= George Frederick Morgan =

American poet

George Frederick Morgan (April 25, 1922 – February 20, 2004) was a poet, the co-founder (1947) and long-time editor (1948–1998) of the literary quarterly The Hudson Review and an heir to a fortune built on soap.

Morgan attended Princeton University, where he studied under Allen Tate. Morgan also translated poems from the French.
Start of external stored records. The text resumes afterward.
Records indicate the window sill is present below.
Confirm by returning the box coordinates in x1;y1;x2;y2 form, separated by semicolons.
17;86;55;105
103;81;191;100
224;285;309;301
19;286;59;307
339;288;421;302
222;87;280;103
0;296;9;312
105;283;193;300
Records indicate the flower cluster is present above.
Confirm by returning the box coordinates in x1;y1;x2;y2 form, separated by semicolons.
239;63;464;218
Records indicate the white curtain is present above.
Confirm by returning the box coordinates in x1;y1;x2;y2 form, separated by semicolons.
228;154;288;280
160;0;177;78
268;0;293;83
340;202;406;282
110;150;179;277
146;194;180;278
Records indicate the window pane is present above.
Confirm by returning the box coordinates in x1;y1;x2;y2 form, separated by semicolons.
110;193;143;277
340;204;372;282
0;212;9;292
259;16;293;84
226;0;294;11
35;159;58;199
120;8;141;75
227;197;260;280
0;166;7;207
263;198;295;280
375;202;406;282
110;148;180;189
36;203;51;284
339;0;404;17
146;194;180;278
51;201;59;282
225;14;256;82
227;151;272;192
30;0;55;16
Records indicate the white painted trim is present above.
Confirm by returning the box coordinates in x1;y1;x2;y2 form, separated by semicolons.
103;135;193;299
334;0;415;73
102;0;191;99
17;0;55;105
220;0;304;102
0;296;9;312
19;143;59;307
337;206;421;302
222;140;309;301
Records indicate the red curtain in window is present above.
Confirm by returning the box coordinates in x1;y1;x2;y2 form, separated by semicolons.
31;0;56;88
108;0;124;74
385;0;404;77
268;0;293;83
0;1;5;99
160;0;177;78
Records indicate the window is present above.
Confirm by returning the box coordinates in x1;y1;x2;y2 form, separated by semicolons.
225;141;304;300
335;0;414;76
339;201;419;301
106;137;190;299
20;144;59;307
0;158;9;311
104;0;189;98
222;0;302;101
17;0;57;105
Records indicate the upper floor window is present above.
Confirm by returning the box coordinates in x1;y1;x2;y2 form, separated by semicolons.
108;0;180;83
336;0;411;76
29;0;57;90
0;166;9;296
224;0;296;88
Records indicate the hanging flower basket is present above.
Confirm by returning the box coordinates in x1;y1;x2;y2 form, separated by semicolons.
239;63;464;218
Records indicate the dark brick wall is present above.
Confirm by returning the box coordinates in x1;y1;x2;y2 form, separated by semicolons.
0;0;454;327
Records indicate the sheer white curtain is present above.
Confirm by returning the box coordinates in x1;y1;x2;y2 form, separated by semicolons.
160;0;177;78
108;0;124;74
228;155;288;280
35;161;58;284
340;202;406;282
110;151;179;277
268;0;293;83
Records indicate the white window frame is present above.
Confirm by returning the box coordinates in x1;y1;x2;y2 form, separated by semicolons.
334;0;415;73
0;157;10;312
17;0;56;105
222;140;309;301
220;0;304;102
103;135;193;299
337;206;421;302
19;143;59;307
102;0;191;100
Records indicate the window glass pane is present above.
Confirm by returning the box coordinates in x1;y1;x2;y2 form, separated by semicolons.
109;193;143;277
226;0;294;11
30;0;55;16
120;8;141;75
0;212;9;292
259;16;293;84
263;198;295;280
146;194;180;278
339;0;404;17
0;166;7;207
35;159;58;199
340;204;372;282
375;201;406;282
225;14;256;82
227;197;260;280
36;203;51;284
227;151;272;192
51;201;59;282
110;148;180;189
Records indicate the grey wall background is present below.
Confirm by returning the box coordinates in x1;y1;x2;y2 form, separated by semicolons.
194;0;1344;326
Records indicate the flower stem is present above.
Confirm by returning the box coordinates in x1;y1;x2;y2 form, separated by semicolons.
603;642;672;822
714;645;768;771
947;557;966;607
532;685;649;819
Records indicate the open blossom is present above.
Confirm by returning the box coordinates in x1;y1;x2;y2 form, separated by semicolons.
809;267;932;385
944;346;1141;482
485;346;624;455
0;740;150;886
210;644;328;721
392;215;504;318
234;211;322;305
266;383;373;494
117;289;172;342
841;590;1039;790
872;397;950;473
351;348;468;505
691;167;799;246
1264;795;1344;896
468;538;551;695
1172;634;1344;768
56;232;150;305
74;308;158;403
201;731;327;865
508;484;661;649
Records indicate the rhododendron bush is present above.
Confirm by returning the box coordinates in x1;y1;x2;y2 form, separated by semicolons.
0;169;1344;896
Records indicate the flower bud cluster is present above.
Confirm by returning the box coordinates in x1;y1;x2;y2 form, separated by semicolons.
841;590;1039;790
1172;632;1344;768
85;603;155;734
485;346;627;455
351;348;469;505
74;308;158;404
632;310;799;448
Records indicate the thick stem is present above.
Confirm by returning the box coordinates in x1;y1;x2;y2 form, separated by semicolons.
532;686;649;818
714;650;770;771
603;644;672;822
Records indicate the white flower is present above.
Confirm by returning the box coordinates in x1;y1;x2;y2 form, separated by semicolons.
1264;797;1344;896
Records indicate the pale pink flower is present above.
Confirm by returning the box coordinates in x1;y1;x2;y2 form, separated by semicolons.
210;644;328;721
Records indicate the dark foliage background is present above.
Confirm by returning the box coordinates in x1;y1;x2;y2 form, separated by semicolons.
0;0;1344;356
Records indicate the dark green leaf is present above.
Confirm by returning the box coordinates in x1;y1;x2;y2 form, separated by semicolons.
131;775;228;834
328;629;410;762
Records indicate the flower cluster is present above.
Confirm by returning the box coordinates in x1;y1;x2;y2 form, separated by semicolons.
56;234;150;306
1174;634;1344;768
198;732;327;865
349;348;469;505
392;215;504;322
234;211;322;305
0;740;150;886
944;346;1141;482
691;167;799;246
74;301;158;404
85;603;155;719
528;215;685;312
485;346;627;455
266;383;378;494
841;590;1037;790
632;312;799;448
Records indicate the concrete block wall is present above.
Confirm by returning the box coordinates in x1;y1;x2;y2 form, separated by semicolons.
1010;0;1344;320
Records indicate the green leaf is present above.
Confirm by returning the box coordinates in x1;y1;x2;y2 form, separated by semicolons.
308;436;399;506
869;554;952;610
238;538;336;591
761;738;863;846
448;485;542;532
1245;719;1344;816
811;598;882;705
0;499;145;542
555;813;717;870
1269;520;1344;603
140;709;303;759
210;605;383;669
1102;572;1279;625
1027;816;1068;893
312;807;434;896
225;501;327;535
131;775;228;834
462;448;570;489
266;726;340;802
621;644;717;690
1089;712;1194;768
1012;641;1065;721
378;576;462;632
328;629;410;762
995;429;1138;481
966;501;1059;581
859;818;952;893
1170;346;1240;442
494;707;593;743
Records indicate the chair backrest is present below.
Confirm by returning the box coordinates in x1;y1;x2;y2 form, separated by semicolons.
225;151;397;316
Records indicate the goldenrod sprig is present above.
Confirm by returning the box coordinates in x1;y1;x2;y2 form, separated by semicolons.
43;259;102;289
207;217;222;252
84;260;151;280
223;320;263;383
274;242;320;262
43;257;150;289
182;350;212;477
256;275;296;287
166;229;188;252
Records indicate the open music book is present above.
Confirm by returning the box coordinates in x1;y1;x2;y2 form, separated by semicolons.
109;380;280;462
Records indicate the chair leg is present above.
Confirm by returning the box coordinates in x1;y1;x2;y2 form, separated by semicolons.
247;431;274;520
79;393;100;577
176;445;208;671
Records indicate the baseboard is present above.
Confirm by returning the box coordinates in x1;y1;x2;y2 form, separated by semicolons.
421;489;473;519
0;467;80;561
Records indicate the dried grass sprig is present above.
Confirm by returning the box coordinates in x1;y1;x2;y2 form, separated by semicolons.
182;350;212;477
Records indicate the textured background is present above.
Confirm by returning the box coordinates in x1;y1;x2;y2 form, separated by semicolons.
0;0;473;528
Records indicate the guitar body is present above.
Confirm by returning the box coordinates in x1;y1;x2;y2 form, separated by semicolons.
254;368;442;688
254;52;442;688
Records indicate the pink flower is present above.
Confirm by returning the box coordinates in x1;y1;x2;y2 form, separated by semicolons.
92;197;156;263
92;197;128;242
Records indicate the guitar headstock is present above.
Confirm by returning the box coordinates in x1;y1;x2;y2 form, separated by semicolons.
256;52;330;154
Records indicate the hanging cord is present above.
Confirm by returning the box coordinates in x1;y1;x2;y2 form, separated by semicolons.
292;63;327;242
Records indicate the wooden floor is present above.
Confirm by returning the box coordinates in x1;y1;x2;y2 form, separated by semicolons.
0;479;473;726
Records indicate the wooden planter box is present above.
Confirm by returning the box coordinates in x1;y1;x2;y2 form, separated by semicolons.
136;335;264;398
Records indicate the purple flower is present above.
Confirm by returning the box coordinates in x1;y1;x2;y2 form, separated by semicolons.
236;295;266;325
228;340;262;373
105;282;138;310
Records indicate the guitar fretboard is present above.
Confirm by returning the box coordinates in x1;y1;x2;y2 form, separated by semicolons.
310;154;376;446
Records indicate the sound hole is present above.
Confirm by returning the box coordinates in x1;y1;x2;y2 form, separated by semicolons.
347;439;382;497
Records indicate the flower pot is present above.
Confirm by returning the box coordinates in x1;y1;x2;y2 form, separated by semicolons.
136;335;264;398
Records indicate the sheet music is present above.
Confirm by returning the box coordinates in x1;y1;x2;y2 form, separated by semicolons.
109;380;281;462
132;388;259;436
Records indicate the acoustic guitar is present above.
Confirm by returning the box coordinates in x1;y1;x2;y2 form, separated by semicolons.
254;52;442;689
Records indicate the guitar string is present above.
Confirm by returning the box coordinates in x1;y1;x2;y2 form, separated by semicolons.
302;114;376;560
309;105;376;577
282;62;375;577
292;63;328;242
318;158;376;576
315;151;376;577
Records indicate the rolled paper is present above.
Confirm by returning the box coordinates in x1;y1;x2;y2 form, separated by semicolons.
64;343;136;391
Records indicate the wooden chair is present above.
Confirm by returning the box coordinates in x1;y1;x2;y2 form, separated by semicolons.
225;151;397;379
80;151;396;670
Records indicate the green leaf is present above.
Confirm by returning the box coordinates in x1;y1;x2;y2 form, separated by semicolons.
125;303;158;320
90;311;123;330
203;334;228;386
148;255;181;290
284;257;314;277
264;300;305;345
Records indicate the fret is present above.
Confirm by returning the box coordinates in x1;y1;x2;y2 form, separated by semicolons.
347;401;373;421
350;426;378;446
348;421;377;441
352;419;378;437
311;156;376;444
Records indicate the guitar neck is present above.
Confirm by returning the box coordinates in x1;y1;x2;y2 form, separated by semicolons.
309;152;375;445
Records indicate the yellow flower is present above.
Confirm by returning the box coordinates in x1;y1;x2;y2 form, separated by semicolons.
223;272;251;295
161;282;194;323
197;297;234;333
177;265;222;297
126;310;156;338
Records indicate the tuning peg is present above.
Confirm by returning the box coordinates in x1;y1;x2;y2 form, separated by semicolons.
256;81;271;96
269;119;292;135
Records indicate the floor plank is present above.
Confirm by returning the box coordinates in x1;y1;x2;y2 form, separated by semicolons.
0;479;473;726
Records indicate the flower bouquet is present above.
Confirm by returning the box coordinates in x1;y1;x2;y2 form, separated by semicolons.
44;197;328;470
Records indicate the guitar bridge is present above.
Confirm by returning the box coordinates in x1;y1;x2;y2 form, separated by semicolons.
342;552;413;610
After serving with US forces in World War II, he and Joseph Bennett, another Princeton graduate and veteran, established the Hudson Review in 1948. He edited the quarterly from 1948 until 1998, when he stepped down.

== Bibliography ==
- The Tarot of Cornelius Agrippa (1974) Sagarin Press
- The Night Sky (2002), Story Line Press
- The One Abiding (2003) Story Line Press
- Poems for Paula (1995), Story Line Press
- Poems: New and Selected (1987), University of Illinois Press
- Northbook (1982), University of Illinois Press
- Poems of the Two Worlds (1977), University of Illinois Press

===about===
- Lieberman, Laurence. "William Stafford and Frederick Morgan: The Shocks Of Normality" in Beyond the Muse of Memory: Essays on Contemporary American Poets (1995), University of Missouri

==Personal life==
Morgan was married three times and had six children. His third wife, Paula Dietz, in 1998 succeeded him as editor of The Hudson Review. One of Morgan's sons from an earlier marriage to Constance Canfield was the novelist Seth Morgan.